Inner Intent Over Perception

    I came across a pretty interesting article this week that got me thinking about the lack of character I see in too many people nowadays. It was regarding a study done by historian Warren Susman in which he pinpointed the era in which the "culture of character" gave way to the "culture of personality". Susman noted that character peaked in the nineteenth century and then quickly was overtaken in the twentieth by personality becoming the front runner in the way in which to define someone by. This finding made me scratch my head in utter confusion while simultaneously having an epiphany as to why people seem to have left the importance of character in the dust. Susman wrote The vision of self-sacrifice began to yield to that of self-realization and because of this shift, perception started eclipsing internal intent. That, to me, is a huge problem, my friends.

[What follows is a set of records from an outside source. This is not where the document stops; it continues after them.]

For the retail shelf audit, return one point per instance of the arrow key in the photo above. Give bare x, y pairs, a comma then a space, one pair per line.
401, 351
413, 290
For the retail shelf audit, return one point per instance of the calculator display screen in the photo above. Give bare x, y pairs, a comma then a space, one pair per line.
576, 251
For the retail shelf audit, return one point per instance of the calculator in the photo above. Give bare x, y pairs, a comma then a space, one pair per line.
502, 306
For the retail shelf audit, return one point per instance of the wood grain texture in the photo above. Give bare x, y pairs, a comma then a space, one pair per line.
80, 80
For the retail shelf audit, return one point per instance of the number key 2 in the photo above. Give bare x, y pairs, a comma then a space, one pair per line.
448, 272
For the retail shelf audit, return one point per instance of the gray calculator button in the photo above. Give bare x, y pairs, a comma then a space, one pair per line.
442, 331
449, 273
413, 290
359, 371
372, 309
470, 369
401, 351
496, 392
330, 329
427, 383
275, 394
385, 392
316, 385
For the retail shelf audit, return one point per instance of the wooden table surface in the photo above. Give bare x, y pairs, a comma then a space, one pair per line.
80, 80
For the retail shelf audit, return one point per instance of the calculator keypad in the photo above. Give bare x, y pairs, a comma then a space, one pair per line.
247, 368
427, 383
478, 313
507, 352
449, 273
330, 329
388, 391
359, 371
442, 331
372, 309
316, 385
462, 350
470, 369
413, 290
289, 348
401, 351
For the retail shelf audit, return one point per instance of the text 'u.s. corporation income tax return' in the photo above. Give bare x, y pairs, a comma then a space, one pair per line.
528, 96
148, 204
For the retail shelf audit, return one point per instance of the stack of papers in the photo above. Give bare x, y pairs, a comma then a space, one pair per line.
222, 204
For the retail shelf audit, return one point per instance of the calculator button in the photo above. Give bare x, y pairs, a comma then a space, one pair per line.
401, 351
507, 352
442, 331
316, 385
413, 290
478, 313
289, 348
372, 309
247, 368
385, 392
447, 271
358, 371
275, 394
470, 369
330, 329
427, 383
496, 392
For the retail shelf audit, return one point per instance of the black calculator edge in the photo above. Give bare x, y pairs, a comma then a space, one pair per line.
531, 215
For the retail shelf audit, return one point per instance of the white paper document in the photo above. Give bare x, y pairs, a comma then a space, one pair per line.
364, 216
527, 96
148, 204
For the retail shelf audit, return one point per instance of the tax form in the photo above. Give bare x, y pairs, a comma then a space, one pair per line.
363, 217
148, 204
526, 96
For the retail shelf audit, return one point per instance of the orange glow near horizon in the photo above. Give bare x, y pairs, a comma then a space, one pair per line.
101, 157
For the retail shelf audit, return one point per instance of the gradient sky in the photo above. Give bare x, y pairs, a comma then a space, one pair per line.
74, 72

    Personality and character should not even be on the same playing field as each other when it relates to how we in society define one another and long-term success. When character was the basis of a "good" man, people were described according to thier integrity, virtues, honesty, and so on. If we are now living in the "culture of personality", we are defining ourselves and others based on what we like to do, how introverted or extroverted we are, what kind of material possessions we have, and so on. We are now focusing on how to be likable, approachable, and how to make a good impression instead of sharpening our God-given mental and moral qualities. Further dividing the two, personality is a facade, it is how you display yourself around other people and this isn't necessarily who you really are at your core. Is it time we got back to being a "culture of character" and if so, what do we focus on?


    Character takes up the raw material of nature and temperament, and weaves these into the strong, well-knit texture of a fully moralized manhood.

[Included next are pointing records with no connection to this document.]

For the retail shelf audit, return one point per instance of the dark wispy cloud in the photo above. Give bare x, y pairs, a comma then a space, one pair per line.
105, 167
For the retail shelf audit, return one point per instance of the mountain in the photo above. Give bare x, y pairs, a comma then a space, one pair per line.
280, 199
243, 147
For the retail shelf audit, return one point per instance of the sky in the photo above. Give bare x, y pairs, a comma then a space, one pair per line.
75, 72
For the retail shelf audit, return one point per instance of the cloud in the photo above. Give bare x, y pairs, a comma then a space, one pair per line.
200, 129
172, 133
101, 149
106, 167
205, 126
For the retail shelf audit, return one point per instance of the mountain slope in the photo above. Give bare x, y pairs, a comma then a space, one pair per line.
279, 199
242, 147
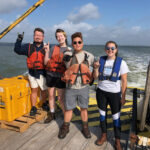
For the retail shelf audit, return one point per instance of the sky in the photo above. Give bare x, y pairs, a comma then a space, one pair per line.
125, 21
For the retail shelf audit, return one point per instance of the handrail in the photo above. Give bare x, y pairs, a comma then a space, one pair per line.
17, 21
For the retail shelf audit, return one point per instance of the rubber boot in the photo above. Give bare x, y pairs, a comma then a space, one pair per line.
64, 130
85, 130
102, 139
50, 117
117, 144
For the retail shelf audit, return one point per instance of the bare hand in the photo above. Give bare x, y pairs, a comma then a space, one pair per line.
96, 65
46, 47
123, 102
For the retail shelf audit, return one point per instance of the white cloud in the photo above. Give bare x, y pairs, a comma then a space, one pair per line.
136, 28
86, 12
91, 35
7, 6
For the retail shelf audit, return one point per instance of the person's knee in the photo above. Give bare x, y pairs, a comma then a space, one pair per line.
34, 90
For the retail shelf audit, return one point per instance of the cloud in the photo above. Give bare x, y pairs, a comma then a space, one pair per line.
86, 12
136, 28
7, 6
91, 34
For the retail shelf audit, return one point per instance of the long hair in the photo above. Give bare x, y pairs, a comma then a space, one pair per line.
64, 33
108, 42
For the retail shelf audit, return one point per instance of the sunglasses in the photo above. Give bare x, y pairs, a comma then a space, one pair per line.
110, 48
79, 42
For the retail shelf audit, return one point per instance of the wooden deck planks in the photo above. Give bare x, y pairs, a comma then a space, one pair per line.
45, 136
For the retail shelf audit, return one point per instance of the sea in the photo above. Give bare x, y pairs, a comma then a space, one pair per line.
137, 58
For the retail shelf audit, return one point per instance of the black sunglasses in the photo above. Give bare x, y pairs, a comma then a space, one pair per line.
79, 42
110, 48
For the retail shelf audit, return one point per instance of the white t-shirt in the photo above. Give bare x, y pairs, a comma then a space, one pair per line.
80, 57
110, 86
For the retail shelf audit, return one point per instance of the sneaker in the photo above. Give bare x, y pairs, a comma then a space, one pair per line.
64, 130
33, 111
45, 106
86, 131
50, 117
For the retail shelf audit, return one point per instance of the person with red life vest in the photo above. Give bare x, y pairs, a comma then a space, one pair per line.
111, 72
35, 62
77, 76
55, 68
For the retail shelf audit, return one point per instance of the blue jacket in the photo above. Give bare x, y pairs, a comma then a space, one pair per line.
23, 50
115, 72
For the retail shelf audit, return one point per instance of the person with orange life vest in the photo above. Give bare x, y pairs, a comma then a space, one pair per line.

    There are indispensable elements of nature that are unified with one's character. Character is both nature and nurture; cultivated and indoctrinated by nature leads to shaping our natural abilities based on our moral rationales. The very nature of character lies in three qualities: self-mastery, moral attachment, and moral autonomy.

    1. Self-mastery is the foundation of character for it allows one to practice self-control. Without self-control you allow habits to rule you, your desire for self-determination diminishes, you blame others for your state of affairs, you become a slave to others, etc. When you begin to master thyself you find your character strengthened through exercising righteousness and ultimately, power through love of self and others instead of fear; virtue expands.


    2. Moral attachment comes next when strengthening your character and this means that one understands that character is not only about Self but that it contributes to something greater, such as community. It says that you, me, the individual merely acts as the "vehicle", the means of moral order, and as this "vehicle" we embody and practice a set of higher ideals and sacrifices for the greater good of others.


    3. Lastly, we must understand moral autonomy, or understanding that character lies in the individual, the Self. Essentially, moral autonomy is the practice of self-reflection and being conscious of who you are at your core. It is reflecting on why you do what you do; are your actions morally aligned with your beliefs or are outside forces leading to internal conflicts between Self and said actions?


    I believe that if we were to start strengthening our moral compasses in terms of character instead of perfecting these manifestations of how we are perceived through personality, individually and as a society universally might become better, if not greater. Humans might focus more on loyalty, prudence, reliability, and kindness instead of how social they are or if they made a good impression at that job interview. These things matter for the success of the individual as well as the success of society in the long run.